A bloody finger


I put on my compression sleeves and went to the climbing wall tonight.

That sentence fails to convey the gibbering minutes spent with my wife helping me to pull the compression sleeves up my arms (you really need two hands to get them over your biceps) and giggling. But enough of that.

I wore a t-shirt, so my compression sleeves didn’t look like the taxi-driver fashion disaster that my co-worker referred to yesterday. It just looked to the casual observer as though I was wearing a long sleeved shirt under a short sleeved shirt. None would know my compression secret.

The sleeves turn out to be really hot; I suppose I was also wearing long trousers rather than shorts, and that’s not the most efficient way to regulate your temperature in Singapore. I clambered up various problems, all things I’ve done before. I’m experimenting with ways to make simple problems more difficut. Not so much by doing things wrong and then trying to find a way back to success, but by testing other techniques: trying to squash a big hold between both of my feet ("the bicycle") or taking time with each hold, rather than scrambling up as quick as I can.

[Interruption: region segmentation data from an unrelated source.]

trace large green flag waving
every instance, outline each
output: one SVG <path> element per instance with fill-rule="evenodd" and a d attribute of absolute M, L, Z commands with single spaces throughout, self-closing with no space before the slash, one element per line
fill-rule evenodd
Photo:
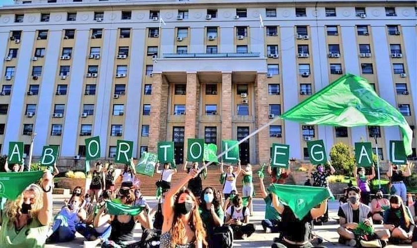
<path fill-rule="evenodd" d="M 406 153 L 412 151 L 413 130 L 394 107 L 379 97 L 364 78 L 347 74 L 280 117 L 308 124 L 343 126 L 399 125 Z"/>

There was one moment where I could see myself falling off a slab, which would have meant smashing my face into every bolt-on all the way down, but at the last second I pushed myself away from the wall.

At the bottom, I found I’d bent back the nail on my little finger and it was bleeding. Well, that smarted a bit. When it was clear it wasn’t going to make a mess, I carried on climbing. There’s one problem in particular where you’re meant to put your hand on a hold at about waist height, then hook your leg over your hand and swap hold from hand to foot. But it turns out I don’t have the flexibility for that, and just have to use brute force to get myself up wihtout bothering with that smoothness.

Which worked the first few times, but coming to the end of the night I was growing weak, incapble of getting my feet up the wall. One of the staff was cleaning excess chalk off some holds, and she cajoled me to get my feet higher up. I suppose the combination of embarrassment and encouragement worked, and I made my way to the top, but it was hard, and the way to success is to do something hard until it becomes easy. I was just doing stuff that was hard and it was still hard. So then I went home and got on a conferance call. The end.